Python toolkit for turning sentence transformers into small, fast static embedding models
- Stars2.1k
- Forks121
- Open Issues3
MIT
- Python
- Jupyter Notebook
- Makefile

About Model2Vec
Model2Vec is a technique and Python package for turning any sentence transformer into a small, fast static embedding model. It targets embedding use cases where full sentence transformer inference is too large or slow, reducing model size by up to 50x and CPU inference time by up to 500x with a small drop in performance.
It works by forwarding a vocabulary through a sentence transformer to create static token embeddings, then applying post-processing and optional pre-training. The StaticModel API can load models from the Hugging Face Hub with from_pretrained, encode text, and return token embedding sequences. Distillation can run without a dataset, using only a vocabulary and model.

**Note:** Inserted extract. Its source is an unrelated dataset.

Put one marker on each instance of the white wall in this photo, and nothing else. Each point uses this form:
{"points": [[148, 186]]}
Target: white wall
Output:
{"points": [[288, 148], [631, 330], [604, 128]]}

Model2Vec includes pre-trained models on Hugging Face, including potion-base-32M and multilingual, retrieval, and smaller base variants. The base package depends mainly on numpy, with training extras for fine-tuning classification models on top of Model2Vec models. It is licensed under MIT.
Key features
- Distills sentence transformers into static embedding models
- Encodes text and token sequences with StaticModel
- Dataset-free distillation using a vocabulary and model
- Fine-tunes classification models on Model2Vec embeddings
- Loads and pushes models through the Hugging Face Hub
Details
- First released
- 2024
- Language
- Python
- Model size
- Up to 50x smaller
- Inference
- Up to 500x faster on CPU
- Dependencies
- Base package mainly numpy
- License
- MIT